Mullins got his start in music like many of the greats, by having an instrument forced on him against his will at a very young age.
“In my school we had to learn traditional music, as you do in most schools. Ours was a bit more pushy! You couldn’t get away with the tin whistle! So, I learned the banjo…”
‘Oh, that’s quite cool!’ I suggest.
“Eh… it wasn’t cool at the time, no.”
Oh dear. Still Mullins has his school days to thank for shaping his musical path, although fate certainly played a part too. “I was in Leaving Cert and we were doing our final mass,” he recalls, “and all my friends were doing music for it. I said I’d help simply to get out of class. I couldn’t sing, I couldn’t play, I couldn’t do anything. I wanted to skive off and hang out with my friends. I was amazed at how well they were able to play the guitar.’

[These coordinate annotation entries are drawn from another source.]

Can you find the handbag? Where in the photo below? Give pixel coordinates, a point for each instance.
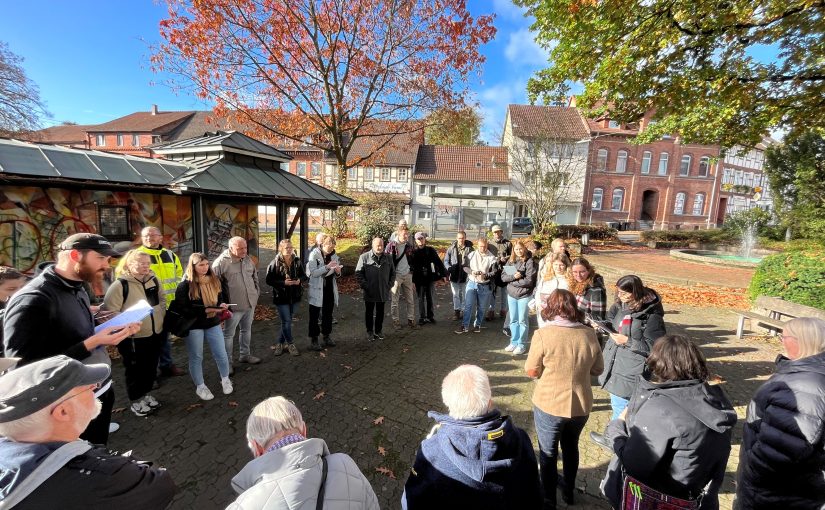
(638, 496)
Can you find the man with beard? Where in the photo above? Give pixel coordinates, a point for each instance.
(43, 408)
(51, 316)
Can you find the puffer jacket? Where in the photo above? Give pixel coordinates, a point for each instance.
(623, 364)
(524, 286)
(290, 476)
(479, 463)
(782, 459)
(675, 438)
(151, 289)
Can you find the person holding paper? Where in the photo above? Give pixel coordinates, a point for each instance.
(137, 285)
(51, 316)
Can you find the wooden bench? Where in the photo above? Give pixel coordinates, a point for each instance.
(779, 312)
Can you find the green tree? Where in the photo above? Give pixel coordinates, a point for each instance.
(453, 127)
(693, 62)
(796, 172)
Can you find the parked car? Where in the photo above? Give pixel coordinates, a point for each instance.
(522, 225)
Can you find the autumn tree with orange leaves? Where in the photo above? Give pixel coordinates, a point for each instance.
(325, 73)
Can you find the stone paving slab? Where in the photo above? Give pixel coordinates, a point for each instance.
(343, 392)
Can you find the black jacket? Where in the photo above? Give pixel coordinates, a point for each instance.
(782, 459)
(426, 266)
(276, 273)
(96, 479)
(675, 438)
(623, 364)
(524, 286)
(50, 316)
(188, 307)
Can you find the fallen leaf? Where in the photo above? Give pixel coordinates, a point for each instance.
(386, 471)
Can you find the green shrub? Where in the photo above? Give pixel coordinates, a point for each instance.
(797, 276)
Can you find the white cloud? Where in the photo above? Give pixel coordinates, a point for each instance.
(523, 50)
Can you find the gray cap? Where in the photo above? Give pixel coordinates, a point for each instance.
(32, 387)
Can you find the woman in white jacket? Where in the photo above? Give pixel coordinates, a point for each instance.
(323, 270)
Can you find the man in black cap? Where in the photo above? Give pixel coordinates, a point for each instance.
(51, 316)
(44, 406)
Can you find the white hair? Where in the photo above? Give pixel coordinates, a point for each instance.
(466, 392)
(34, 428)
(272, 417)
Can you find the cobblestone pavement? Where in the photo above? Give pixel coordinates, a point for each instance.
(362, 396)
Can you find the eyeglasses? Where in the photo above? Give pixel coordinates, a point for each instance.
(92, 387)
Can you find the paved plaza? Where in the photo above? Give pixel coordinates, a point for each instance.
(370, 400)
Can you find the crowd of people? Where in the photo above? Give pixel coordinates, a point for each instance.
(669, 434)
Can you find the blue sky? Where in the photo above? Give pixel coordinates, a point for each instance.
(90, 58)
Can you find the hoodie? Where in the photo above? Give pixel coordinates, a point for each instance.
(675, 438)
(479, 463)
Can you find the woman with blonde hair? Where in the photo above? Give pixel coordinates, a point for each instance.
(140, 352)
(782, 459)
(202, 297)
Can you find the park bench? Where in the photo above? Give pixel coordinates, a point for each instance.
(778, 312)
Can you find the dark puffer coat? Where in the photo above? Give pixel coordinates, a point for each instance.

“I went home and told my parents I wanted to buy an electric guitar and they were like, ‘Don’t be stupid, it’s just another one of those fads, you’ll get sick of it after a few weeks’. The very next day I got a letter in the post and it was a prize bond for £100. It was the strangest thing! I went straight into Galway and bought a guitar.”

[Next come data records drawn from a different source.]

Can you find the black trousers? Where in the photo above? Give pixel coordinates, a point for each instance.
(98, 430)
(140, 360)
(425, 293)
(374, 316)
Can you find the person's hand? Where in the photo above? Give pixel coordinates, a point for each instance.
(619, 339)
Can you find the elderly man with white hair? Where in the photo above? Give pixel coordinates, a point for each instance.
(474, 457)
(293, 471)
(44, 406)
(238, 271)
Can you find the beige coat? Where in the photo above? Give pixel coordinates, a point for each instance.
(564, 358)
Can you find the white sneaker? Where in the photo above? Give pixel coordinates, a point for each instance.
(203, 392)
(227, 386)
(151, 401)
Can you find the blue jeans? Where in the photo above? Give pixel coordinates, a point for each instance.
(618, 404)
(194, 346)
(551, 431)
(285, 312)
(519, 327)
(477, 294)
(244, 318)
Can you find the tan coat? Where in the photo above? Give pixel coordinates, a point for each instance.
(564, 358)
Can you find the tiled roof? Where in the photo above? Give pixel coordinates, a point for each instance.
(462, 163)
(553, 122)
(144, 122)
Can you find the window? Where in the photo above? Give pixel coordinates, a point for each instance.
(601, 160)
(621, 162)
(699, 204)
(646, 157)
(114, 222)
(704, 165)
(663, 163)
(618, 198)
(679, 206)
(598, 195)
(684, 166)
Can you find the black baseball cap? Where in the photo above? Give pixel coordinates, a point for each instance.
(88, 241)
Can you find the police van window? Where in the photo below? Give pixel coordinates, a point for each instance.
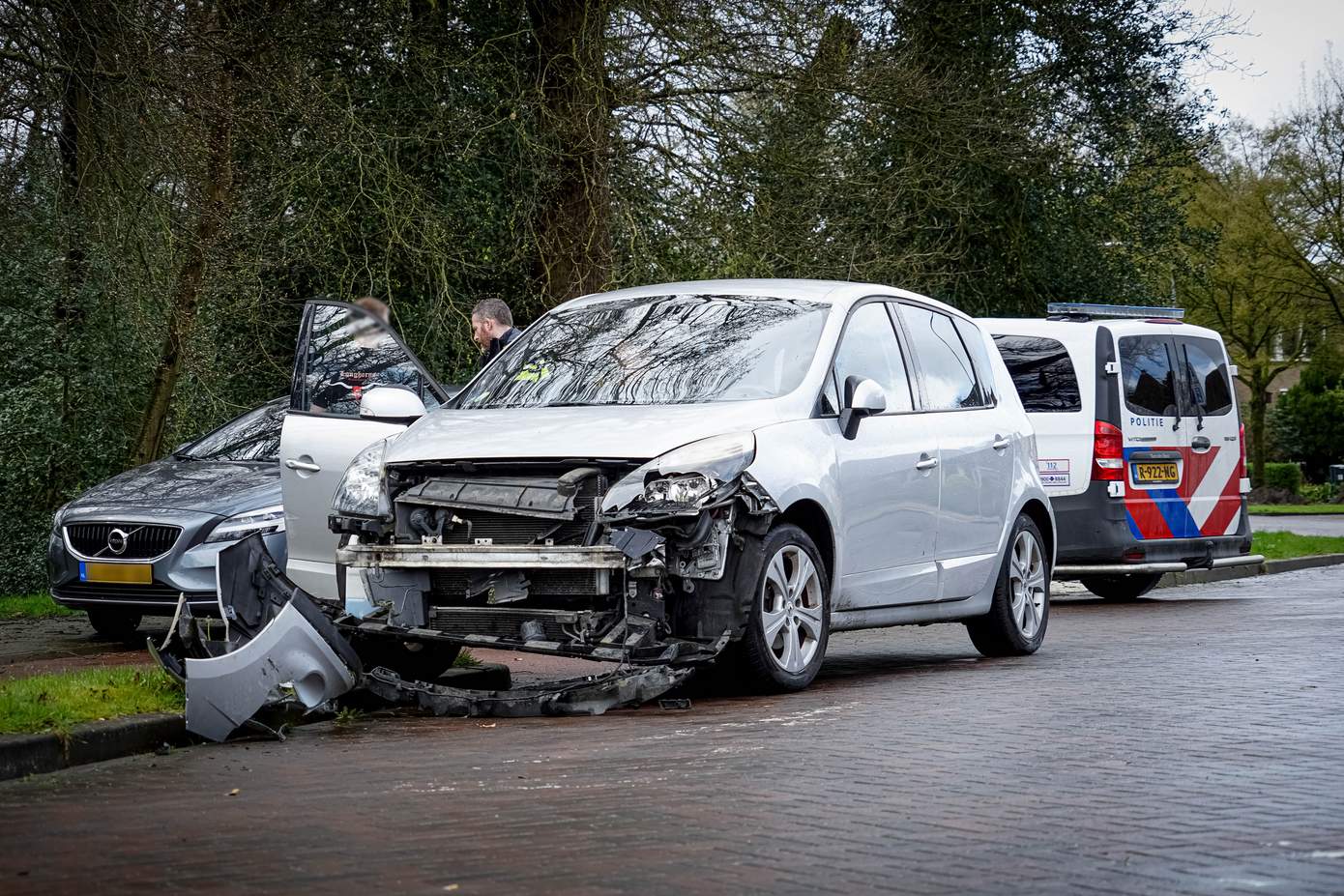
(1041, 371)
(950, 378)
(1206, 372)
(975, 343)
(1150, 375)
(870, 350)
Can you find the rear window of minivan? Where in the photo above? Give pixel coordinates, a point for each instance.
(1041, 371)
(1150, 375)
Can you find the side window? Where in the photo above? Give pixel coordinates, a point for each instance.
(975, 343)
(1041, 372)
(251, 437)
(1206, 371)
(870, 350)
(1150, 375)
(348, 351)
(950, 378)
(830, 402)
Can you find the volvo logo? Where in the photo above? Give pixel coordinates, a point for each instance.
(117, 541)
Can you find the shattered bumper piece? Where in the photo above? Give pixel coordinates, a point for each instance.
(288, 654)
(586, 696)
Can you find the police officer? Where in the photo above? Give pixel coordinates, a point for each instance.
(492, 328)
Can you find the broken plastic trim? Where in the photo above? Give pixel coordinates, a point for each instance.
(588, 696)
(286, 648)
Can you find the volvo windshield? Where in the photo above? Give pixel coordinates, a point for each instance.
(661, 350)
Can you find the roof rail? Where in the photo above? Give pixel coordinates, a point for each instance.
(1088, 310)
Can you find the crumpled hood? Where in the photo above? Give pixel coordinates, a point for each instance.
(210, 486)
(607, 431)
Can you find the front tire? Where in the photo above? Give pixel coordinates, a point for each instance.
(789, 623)
(1119, 589)
(1016, 621)
(114, 624)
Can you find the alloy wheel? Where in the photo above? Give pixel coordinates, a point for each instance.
(791, 609)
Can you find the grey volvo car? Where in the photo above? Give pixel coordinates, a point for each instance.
(130, 547)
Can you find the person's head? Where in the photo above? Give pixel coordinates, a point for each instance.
(491, 319)
(376, 307)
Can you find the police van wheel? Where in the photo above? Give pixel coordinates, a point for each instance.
(1121, 588)
(1020, 609)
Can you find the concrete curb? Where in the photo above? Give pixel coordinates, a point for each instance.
(94, 741)
(1269, 567)
(24, 755)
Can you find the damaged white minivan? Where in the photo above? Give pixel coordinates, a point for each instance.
(674, 475)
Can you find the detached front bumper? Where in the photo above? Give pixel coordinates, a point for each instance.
(278, 648)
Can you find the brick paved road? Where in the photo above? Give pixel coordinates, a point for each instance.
(1188, 744)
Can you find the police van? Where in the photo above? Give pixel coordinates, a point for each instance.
(1139, 442)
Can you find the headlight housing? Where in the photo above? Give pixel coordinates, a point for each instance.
(685, 478)
(266, 520)
(362, 490)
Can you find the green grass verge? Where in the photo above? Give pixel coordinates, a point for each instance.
(59, 700)
(1295, 509)
(1279, 545)
(31, 606)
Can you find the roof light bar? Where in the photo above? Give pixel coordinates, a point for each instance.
(1088, 309)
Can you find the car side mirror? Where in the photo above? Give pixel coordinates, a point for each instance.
(392, 403)
(862, 398)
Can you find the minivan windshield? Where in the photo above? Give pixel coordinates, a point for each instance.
(657, 350)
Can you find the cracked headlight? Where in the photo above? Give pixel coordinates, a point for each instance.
(687, 476)
(361, 490)
(240, 526)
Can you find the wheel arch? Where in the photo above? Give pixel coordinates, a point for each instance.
(1039, 513)
(810, 517)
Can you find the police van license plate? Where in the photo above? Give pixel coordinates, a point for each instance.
(1156, 475)
(116, 572)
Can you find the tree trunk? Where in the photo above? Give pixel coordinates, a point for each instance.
(213, 200)
(75, 24)
(572, 224)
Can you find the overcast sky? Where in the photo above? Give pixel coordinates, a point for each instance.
(1282, 37)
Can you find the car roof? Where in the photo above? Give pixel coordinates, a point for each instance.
(1071, 331)
(830, 292)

Mullins cut his teeth in hotly-tipped indie fivesome Pier Nineteen, who released debut LP At Evensong in 2006.
“We demoed the songs loads of times,’ he sighs, “but then by the time we recorded it and put it out we were all sick of it I guess, and sick of each other in a way. We didn’t really do anything with the album. We released it , played a few gigs. That was it. Things fizzled out eventually.”
The soulful Galwegian says striking out on his own didn't intimidate him. “I like working on my own,” he remembers. “I was looking forward to not having to compromise on anything and being in full control. The guys I recorded the album with were all friends. Some were in Pier Nineteen. It was a really nice thing actually.”

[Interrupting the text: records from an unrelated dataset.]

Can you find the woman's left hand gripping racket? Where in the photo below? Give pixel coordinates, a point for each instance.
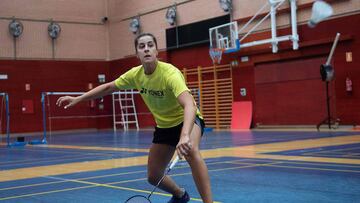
(144, 199)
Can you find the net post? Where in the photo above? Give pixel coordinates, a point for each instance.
(43, 95)
(7, 119)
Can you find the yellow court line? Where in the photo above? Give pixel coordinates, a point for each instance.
(253, 151)
(94, 148)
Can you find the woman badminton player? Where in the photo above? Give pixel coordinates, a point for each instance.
(179, 124)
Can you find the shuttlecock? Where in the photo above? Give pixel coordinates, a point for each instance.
(320, 11)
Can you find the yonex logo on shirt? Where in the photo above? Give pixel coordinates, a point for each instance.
(154, 93)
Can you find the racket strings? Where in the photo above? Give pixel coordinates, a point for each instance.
(138, 199)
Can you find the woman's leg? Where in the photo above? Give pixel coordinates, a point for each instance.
(159, 157)
(198, 166)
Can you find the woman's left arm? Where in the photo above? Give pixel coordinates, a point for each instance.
(186, 100)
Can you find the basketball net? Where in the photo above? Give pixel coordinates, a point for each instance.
(215, 54)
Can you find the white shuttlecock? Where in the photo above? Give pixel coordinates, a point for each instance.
(320, 11)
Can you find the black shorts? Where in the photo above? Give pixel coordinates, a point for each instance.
(171, 136)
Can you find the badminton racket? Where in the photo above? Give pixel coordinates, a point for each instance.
(146, 199)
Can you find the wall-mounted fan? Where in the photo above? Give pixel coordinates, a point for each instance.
(134, 25)
(54, 30)
(16, 28)
(171, 15)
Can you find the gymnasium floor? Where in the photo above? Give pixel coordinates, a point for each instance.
(249, 166)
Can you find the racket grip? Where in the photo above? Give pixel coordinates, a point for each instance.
(174, 162)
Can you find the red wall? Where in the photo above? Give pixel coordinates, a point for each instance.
(315, 45)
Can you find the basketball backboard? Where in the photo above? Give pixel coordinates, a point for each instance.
(225, 37)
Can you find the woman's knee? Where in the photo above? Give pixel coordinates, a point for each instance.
(153, 178)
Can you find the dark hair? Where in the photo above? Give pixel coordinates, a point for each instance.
(136, 41)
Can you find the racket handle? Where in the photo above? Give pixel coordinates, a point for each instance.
(174, 162)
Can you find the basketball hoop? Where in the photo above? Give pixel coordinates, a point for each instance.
(215, 54)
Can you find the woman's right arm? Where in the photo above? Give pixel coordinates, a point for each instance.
(97, 92)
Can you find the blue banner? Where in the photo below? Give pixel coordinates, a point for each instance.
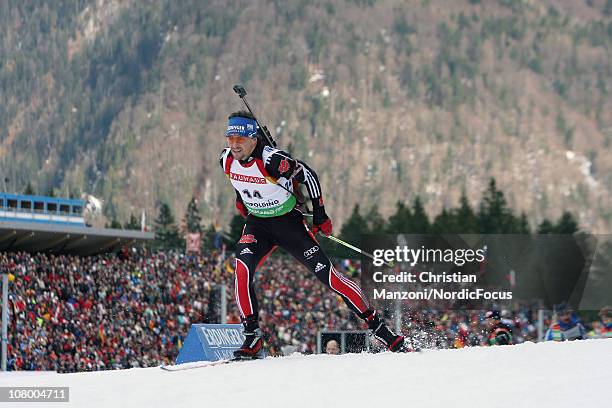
(210, 342)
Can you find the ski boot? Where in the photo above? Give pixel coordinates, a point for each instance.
(379, 329)
(253, 343)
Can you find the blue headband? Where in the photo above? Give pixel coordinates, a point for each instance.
(242, 127)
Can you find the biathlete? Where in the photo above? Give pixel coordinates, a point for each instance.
(264, 178)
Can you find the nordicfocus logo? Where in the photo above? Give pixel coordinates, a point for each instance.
(310, 252)
(247, 179)
(270, 203)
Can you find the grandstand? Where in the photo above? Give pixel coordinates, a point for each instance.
(56, 225)
(32, 224)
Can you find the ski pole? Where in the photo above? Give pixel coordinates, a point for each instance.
(354, 248)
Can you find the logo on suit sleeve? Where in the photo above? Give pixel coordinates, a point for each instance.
(247, 239)
(283, 166)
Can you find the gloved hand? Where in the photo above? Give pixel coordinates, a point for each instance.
(321, 222)
(241, 209)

The Great Atlantic was recorded in a flat pack log cabin (they do exist, apparently) a mate had ordered online and had shipped from Scandinavia.
“My friend Larry literally built the place himself from logs,” he laughs. “The whole thing was really relaxed. Friends who happened to be around Galway would call in and pick up a guitar or do a bit of singing or whatever. One of Larry’s hobbies is collecting wine. There was loads of great wine around the place!”
One especially whimsical highlight of the album is the twee lullaby ‘Neil Armstrong’, which the young strummer says came about quite by chance. “I was sitting with my niece and we were just colouring in and there were two astronauts on the colouring book. The next time I picked up my guitar, I just started singing and that line came out, ‘How’d you get to be an astronaut?/Is what I’d like to ask you Neil Armstrong/As I colour you in’”
We’re not sure if it was the wine or the logs, but The Great Atlantic boasts more than a few seafaring references. “It’s more of a representation of how far away I am from where I want to be in my musical life,” Mullins explains. “I was really influenced by Townes Van Zandt and Bob Dylan. I started reading a lot about them before I started recording. They picked up the guitar and went for it, just travelled around America. That’s something I’d love to do. And the thing separates me from America is the Atlantic Ocean.”
‘I don’t really talk to my friends about stuff that bothers me,” he admits. “I tend to just write it down… and a lot of it tends to end up in songs. Most of the time they’re very personal and honest songs, I think…” he trails. “…but then, there are times when I just write about astronauts.”